Well, I'm beginning to think O'Donnell has been replaced in that role by McConnell, as in Senate Majority Leader Mitch McConnell. After launching a Twitter attack on McConnell Wednesday for failing to pass an Obamacare repeal bill, Trump was at it again Thursday, publicly condemning one of the most powerful leaders of his own party:

That's pretty harsh, and it offers further evidence that with Trump, it's not a question of whether he'll turn on you, but when.

Yet as much as I hate to admit it, Trump does have a point. Back home in Kentucky on recess, McConnell has tried to excuse Republican failure to repeal and replace Obamacare by claiming that Trump had "excessive expectations" about how quickly Congress could act. That's utter nonsense.

True, Trump knows nothing about government and has acted as if trying to learn is beneath him. But for seven long years -- seven years -- McConnell and the rest of the GOP establishment in Washington had promised to repeal and replace Obamacare, depicting it as the biggest threat to western civilization since the fall of the Soviet empire. They had ridden that promise to majorities in both the House and Senate.

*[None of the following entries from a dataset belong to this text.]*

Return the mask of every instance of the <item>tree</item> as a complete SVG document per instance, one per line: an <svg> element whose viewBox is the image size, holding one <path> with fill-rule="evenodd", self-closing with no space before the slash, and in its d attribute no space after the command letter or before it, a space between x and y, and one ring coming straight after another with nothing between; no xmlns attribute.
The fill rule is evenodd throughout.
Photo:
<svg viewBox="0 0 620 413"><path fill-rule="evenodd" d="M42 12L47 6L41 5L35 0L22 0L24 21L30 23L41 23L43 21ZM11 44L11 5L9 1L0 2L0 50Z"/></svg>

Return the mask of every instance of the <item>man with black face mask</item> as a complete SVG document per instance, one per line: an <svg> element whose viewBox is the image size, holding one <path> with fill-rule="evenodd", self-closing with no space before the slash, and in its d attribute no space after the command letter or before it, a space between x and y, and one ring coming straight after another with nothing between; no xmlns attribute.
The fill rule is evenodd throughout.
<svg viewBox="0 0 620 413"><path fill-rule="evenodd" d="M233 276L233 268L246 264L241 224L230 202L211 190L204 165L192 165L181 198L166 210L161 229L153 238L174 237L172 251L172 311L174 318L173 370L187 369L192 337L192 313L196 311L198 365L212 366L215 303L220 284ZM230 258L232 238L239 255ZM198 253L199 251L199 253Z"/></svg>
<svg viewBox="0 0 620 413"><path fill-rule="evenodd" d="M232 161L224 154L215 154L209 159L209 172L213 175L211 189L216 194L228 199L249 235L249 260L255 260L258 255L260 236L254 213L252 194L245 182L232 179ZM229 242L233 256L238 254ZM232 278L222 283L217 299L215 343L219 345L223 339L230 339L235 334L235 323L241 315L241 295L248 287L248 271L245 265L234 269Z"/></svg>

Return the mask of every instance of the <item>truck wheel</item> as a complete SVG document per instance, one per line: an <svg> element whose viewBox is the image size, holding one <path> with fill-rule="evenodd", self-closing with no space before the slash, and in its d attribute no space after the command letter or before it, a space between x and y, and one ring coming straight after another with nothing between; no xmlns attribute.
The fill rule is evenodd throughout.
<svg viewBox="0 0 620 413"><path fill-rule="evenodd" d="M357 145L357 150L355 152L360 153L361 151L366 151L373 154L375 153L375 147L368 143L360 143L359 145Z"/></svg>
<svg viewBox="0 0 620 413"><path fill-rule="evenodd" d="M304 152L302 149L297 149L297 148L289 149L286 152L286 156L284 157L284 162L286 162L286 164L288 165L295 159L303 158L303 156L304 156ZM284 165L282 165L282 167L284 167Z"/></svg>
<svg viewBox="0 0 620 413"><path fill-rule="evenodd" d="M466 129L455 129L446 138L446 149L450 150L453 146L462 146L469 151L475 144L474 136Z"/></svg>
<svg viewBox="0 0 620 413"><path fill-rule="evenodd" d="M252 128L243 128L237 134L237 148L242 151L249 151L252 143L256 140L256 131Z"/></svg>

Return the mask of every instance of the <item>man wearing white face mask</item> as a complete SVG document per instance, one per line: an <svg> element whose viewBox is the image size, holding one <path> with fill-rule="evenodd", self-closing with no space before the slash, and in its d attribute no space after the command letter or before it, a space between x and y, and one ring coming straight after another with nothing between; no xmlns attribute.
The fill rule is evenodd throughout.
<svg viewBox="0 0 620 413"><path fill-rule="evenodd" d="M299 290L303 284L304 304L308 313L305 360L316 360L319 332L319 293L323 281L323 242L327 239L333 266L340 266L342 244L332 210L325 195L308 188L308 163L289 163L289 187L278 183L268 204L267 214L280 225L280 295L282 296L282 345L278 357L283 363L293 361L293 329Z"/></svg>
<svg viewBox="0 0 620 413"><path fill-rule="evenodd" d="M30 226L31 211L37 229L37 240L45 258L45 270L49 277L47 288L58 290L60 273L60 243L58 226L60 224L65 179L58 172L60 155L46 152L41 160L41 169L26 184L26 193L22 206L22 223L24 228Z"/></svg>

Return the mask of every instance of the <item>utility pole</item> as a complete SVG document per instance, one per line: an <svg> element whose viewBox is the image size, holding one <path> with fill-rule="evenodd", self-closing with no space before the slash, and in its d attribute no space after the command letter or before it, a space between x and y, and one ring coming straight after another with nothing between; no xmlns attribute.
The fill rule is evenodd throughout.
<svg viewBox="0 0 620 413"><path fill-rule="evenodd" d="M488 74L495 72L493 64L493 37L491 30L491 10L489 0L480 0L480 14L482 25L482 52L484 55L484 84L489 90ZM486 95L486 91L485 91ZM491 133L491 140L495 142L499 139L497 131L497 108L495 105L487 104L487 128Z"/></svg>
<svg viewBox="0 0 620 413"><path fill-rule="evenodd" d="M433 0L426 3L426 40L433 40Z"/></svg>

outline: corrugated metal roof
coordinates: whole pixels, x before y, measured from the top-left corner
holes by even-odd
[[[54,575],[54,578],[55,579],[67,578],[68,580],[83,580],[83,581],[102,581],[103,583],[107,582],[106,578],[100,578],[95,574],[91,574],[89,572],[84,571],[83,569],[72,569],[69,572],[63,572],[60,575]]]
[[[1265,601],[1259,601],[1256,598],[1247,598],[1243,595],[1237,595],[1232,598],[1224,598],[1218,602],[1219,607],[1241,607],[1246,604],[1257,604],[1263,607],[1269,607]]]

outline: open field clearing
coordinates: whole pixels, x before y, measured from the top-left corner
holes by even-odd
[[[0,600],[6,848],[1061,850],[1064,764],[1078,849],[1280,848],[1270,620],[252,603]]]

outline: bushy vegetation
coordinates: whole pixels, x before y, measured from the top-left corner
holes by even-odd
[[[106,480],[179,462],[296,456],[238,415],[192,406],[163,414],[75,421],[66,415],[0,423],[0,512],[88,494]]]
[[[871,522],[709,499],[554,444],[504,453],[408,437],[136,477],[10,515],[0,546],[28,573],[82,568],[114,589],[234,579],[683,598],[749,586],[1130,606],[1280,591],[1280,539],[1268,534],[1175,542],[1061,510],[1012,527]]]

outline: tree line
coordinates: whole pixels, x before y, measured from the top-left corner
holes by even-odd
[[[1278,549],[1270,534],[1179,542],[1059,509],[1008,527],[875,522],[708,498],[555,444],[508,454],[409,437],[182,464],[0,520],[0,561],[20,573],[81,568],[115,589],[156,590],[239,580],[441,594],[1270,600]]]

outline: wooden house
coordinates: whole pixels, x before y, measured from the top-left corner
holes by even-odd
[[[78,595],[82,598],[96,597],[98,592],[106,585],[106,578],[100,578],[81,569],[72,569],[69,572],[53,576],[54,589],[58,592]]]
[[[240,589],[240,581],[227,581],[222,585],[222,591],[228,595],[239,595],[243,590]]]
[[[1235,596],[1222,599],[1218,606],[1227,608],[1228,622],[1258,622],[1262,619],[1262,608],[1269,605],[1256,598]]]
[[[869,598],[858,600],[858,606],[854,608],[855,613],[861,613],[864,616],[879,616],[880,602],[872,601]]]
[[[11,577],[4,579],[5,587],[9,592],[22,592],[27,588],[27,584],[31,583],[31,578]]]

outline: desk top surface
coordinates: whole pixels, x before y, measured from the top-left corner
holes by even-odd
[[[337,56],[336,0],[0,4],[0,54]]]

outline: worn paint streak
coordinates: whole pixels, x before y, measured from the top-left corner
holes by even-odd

Yet in all that time, they invested zero effort in crafting an actual plan to do so. They showed no interest in health care policy, no interest in the hard work required, and in the end their laziness and incompetence caught up with them, producing one of the biggest political embarrassments of the last 50 years.

That said, Trump has no room to talk. He too made repeal and replace a central theme of his presidential campaign. He too made exorbitant promises about how wonderful his replacement plan was going to be and about how easy it all would be once he brought his awesome powers of negotiation to bear. Yet when the time came to produce, he too had nothing. He put no effort into drafting a plan and little effort in trying to sell the Senate's plan to a skeptical public, probably because he knew the bill was an atrocity and he didn't want to be closely associated with it.

In the wake of that failure, what we're now seeing is Trump trying to divorce himself from hapless Republican leaders, and Republican leaders trying to divorce themselves from a hapless president. This has the makings of something nasty. And while Trump's feud with Rosie actually benefited both of them, giving them the publicity that both sought, this one doesn't work like that.

With Robert Mueller breathing down his neck, Trump is going to need cover from a Republican Congress. With a restive conservative base livid at the failure to repeal Obamacare, congressional Republicans in turn need Trump on their side. But sooner or later this is what Trump does to his partners, both in business and now in politics.

As Bill Kristol of the Weekly Standard put it, paraphrasing Churchill:

"In dealing with Trump, congressional Republicans were given the choice between war and dishonor. They chose dishonor and they now have war."